Andrew Atkin:
Housing and Population control:
It's a bit strange how banks nowadays are happy to lend young people huge amounts of money for a home, when in times past they would not have.
What's the difference?
I can speculate with a fair bit of confidence that it's because they know your expenses are a lot lower today. They know that if you have children at all, it will most likely be just 1 or 2 (especially if you're Caucasian) and you won't have them until you're in your 30's or later, for if you wish to afford them at all.
Hence the banks know that you can and will live to pay off that mortgage. Hence they can and will lend you a fortune.
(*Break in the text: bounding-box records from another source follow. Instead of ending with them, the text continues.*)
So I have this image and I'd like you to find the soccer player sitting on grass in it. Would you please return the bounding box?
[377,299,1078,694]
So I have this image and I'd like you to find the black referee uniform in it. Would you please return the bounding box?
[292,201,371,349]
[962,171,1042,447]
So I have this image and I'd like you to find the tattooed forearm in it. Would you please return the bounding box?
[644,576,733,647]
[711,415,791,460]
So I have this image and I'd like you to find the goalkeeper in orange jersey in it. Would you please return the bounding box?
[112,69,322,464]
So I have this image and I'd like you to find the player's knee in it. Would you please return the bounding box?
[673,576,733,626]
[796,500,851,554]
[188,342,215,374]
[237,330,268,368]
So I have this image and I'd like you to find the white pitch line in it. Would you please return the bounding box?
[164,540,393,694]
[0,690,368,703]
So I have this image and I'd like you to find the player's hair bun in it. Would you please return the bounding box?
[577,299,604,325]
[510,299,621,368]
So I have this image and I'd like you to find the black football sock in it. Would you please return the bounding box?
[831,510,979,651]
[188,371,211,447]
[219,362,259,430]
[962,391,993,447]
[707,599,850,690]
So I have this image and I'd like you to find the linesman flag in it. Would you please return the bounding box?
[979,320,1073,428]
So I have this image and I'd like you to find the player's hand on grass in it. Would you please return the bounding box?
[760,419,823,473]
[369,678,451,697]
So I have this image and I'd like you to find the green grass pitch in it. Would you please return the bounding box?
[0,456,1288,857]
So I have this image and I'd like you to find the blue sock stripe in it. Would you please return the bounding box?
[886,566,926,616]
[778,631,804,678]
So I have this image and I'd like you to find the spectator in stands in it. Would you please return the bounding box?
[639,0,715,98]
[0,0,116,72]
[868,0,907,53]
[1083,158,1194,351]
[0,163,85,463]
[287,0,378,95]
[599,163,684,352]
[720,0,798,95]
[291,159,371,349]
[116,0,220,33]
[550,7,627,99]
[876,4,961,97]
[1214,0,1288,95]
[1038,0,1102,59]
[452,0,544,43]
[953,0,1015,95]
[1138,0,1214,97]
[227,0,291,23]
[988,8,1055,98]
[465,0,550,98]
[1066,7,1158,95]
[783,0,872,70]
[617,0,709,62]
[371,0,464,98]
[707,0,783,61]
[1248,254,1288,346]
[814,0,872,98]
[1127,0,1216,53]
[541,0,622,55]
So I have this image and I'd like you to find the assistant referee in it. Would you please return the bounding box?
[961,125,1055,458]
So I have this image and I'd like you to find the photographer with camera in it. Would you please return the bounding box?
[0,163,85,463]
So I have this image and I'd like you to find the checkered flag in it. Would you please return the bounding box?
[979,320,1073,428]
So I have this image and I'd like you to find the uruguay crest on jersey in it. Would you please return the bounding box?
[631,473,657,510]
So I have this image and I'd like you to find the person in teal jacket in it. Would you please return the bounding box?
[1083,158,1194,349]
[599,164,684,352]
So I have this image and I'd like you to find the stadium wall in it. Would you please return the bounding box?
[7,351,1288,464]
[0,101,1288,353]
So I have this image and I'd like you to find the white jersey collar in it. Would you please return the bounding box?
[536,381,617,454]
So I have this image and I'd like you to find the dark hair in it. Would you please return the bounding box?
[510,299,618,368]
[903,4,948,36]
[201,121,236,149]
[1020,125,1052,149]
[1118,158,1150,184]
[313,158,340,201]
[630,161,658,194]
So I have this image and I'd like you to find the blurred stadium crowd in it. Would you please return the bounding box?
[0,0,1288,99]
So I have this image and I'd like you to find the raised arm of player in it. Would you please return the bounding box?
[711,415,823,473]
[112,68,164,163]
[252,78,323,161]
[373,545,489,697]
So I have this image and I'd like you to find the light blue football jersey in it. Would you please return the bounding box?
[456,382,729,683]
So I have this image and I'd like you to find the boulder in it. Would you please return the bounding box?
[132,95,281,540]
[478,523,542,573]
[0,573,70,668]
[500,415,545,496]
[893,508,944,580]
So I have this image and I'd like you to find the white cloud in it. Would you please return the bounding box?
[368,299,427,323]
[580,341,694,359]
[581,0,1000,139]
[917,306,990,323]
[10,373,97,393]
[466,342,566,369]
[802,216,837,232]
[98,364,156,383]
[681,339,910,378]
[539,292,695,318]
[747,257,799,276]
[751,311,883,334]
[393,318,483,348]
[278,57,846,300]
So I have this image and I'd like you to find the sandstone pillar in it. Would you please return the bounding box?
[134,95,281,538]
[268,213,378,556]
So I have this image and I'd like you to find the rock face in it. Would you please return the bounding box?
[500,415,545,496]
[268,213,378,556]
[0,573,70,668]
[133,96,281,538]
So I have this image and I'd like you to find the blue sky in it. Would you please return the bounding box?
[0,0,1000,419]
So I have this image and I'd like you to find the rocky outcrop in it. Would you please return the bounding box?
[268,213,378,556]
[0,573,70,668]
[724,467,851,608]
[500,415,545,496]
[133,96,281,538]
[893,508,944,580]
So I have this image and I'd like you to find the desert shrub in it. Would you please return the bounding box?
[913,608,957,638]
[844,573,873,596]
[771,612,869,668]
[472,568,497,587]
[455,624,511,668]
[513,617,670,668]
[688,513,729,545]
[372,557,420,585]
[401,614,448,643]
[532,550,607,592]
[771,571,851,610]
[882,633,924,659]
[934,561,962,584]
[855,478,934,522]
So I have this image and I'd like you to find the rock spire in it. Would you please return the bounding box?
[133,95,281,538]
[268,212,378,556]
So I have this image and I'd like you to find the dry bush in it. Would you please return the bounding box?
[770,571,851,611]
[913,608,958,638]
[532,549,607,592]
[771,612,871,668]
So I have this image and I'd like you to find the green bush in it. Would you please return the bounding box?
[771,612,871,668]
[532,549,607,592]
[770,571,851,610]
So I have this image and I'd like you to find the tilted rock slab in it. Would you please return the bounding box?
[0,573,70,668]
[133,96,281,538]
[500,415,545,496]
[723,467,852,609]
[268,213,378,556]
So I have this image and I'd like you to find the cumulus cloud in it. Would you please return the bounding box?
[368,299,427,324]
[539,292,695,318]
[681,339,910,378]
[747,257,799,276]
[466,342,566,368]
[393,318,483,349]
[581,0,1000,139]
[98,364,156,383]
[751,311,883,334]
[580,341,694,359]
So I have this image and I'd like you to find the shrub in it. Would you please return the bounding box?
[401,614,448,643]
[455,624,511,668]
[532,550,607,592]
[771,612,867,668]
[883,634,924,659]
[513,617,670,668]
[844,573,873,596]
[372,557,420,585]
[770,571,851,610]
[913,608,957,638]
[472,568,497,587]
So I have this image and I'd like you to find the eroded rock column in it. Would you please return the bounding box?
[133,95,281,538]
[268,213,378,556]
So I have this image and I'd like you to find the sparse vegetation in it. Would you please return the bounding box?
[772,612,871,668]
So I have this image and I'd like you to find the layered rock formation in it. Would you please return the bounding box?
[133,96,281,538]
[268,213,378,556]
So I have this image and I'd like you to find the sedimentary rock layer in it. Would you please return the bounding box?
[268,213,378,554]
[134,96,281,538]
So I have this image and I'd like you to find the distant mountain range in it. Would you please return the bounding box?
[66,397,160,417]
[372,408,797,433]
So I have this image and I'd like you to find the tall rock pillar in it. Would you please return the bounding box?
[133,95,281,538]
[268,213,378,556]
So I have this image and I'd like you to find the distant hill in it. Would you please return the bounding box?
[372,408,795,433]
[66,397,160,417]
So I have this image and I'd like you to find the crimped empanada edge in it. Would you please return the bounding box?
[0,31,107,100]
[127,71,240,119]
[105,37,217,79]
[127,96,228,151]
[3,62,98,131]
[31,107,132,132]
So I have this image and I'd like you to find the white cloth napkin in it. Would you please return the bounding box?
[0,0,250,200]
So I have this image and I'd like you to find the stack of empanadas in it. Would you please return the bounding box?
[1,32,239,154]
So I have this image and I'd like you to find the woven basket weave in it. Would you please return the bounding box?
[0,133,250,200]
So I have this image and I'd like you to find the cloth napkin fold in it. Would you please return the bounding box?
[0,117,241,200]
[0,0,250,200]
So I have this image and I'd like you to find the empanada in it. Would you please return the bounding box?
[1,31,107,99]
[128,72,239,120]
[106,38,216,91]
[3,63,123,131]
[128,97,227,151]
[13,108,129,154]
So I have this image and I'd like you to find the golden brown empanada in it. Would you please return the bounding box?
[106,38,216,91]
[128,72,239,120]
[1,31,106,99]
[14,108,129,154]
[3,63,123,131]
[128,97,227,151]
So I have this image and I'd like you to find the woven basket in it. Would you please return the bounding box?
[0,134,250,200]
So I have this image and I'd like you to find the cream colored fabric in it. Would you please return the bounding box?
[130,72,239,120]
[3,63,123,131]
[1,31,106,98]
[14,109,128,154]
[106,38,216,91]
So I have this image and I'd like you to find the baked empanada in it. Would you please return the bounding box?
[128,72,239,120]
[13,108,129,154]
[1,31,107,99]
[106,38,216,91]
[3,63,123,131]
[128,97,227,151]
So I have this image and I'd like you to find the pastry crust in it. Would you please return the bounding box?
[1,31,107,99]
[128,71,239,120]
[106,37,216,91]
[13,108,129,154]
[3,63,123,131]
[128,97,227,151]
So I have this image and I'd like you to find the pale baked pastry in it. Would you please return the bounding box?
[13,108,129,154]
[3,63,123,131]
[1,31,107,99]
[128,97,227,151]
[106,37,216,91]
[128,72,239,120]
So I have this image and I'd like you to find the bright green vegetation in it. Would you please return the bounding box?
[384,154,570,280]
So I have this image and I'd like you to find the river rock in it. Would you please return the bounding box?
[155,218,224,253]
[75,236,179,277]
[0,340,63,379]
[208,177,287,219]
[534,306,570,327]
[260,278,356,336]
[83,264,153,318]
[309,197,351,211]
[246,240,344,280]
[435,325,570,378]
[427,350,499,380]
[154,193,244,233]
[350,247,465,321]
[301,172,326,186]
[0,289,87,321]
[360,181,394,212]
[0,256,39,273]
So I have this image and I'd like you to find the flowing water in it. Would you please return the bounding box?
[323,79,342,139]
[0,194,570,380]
One problem. In a housing supply-constricted market, the amount of money the banks lend out will heavily dictate what houses finally cost. Because access-to-credit inflates prices via the non-stop bidding war on land, due to the *inflexible* supply-response to financial inputs.
The result?
Housing becomes so expensive by default, that you can't have 3 or 4 children when you're young, not even if you want to. The banks and the previous property owners have effectively run away with the family-funding for themselves.
Hence the trend gets locked down into an inevitability. The banks go from predicting your childlessness to functionally creating it, as they fuel the housing market higher with their ever more "generous" lending practices.
Rural Urban Boundaries are, intentionally or not, population control policy. And powerful policy at that.